La legge sullo sport passa in Senato, a rischio le Olimpiadi di Tokyo 2020

Il Senato ha votato la legge sullo sport: da ora in poi sarà il Governo a gestire i fondi e controllare le federazioni. Il CIO minaccia l’esclusione dell’Italia dalle Olimpiadi di Tokyo; a rischio anche le Olimpiadi invernali di Milano.

La legge sullo sport passa in Senato, a rischio le Olimpiadi di Tokyo 2020

Nonostante le proteste del CONI, la legge sullo sport passa in Senato. I voti favorevoli sono stati 154, 44 i contrari e 52 gli astenuti.
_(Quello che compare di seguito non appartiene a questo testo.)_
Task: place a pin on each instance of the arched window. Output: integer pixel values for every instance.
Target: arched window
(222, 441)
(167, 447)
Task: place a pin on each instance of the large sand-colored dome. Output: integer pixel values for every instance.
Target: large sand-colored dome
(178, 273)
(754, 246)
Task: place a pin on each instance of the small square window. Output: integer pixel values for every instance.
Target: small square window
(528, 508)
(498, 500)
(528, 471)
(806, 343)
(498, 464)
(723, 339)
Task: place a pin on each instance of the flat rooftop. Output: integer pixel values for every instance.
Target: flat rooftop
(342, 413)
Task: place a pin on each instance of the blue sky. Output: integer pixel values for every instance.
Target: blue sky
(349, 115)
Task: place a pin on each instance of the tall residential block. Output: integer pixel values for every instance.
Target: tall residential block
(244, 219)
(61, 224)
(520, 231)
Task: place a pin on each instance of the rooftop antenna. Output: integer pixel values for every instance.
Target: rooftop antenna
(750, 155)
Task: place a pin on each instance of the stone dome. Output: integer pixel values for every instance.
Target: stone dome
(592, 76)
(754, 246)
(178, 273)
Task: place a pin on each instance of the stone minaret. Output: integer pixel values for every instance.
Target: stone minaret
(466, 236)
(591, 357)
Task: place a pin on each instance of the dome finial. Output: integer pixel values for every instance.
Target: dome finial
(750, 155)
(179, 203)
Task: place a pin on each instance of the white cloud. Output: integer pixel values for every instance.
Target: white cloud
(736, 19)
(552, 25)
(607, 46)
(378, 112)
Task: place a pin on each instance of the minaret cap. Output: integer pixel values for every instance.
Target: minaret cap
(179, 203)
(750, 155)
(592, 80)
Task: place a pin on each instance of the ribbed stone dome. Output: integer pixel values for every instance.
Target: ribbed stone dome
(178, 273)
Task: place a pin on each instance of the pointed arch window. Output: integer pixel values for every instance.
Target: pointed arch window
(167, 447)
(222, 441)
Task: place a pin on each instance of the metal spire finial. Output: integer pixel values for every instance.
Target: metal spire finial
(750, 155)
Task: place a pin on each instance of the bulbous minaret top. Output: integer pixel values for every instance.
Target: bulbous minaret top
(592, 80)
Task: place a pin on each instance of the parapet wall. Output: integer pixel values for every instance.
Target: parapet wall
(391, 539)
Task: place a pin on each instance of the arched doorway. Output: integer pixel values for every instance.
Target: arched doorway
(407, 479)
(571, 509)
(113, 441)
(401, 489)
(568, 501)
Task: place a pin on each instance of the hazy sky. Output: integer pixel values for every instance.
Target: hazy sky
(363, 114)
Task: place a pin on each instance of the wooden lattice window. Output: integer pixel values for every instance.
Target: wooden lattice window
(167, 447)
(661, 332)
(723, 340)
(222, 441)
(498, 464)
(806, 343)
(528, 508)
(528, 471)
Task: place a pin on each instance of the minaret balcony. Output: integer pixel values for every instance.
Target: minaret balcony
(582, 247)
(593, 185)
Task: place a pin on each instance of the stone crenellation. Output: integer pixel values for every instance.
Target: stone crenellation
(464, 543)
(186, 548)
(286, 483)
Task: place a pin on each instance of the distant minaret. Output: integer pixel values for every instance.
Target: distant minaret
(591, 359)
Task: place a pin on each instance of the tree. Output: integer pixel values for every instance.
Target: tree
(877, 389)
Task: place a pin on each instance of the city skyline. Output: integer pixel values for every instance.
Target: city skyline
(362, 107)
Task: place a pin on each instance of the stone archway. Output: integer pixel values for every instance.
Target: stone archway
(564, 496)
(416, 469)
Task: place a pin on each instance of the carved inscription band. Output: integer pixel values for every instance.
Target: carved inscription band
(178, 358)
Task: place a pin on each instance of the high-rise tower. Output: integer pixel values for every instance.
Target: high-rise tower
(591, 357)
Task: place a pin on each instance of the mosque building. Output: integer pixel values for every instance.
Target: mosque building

La Legge prevede l’istituzione di un nuovo ente, chiamato Sport e Salute Spa, direttamente controllato dal Governo, il quale avrà la gestione del 90% dei fondi destinati allo sport.

Fino ad ora, questa competenza era sempre stata del CONI, che adesso si vede ridotto ad una ruolo di mera “rappresentanza”. Secondo Malagò è impensabile che il Governo eserciti un controllo così penetrante sulle federazioni sportive, cosa che potrebbe anche mettere a rischio la partecipazione dell’Italia alle Olimpiadi di Tokyo del 2020.

Infatti il CIO ha inviato a Malagò una lettera in cui esprime la preoccupazione per le eventuali ingerenze politiche nelle questioni sportive, cosa che potrebbe seriamente compromettere l’ammissione dell’Italia ai giochi olimpici di Tokyo, anche le Olimpiadi invernali che si terranno a Milano nel 2026.

Intanto il Governo ha dichiarato di voler andare avanti nonostante le critiche del CIO e di Malagò.

Legge sullo sport: il CONI non gestirà più i fondi dello sport

La nuova Legge sullo sport, approvata ieri in Senato con 154 sì, prevede importanti novità sull’organizzazione e lo sviluppo delle attività sportive, nuove disposizioni per gli enti sportivi e, soprattutto, la creazione di un ente istituzionale, Sport e Salute Spa, direttamente controllato dal Governo, per essere più precisi dal Ministero dell’Economia e delle Finanze.

In pratica la Sport e Salute Spa andrà a gestire il 90% dei fondi destinati allo sport, togliendo questa competenza al CONI che, infatti, fin da subito si è dichiarato contrario alla riforma.

La riforma è stata voluta da Giancarlo Giorgetti, sottosegretario alla Presidenza del Consiglio con delega allo sport, ed è il risultato di un’accordo tra Lega e Movimento 5 stelle che, di fatto, svuota il CONI di molti poteri, relegandolo ad una funzione meramente rappresentativa.

Per questo Malagò, presidente del Comitato Olimpico Italiano, si era schierato fin da subito contro il provvedimento e promette di non arrendersi neanche adesso che la riforma è legge a tutti gli effetti.

Legge sullo sport: perché l’Italia rischia le Olimpiadi

Anche il CIO è sceso in campo, esprimendo le proprie preoccupazioni in una lettera inviata direttamente a Malagò. Nel dettaglio, Thomas Bach, presidente del Comitato, minaccia di sospendere l’Italia dalla partecipazione alla famiglia olimpica.

Secondo il CIO, le nuove disposizioni mettono a rischio l’autonomia delle federazioni e favoriscono le ingerenze e le pressioni politiche che, invece, dovrebbero restare fuori dalle questioni sportive.

Il rischio maggiore è la sospensione o il ritiro dal Comitato olimpico, con la conseguente esclusione dalle Olimpiadi di Tokyo 2020 e anche delle Olimpiadi invernali di Milano 2026.

Nonostante i richiami del CIO, i senatori sono determinati ad andare avanti con il piano di riforme, anzi, hanno definito gli ammonimenti di Bach una “letterina”.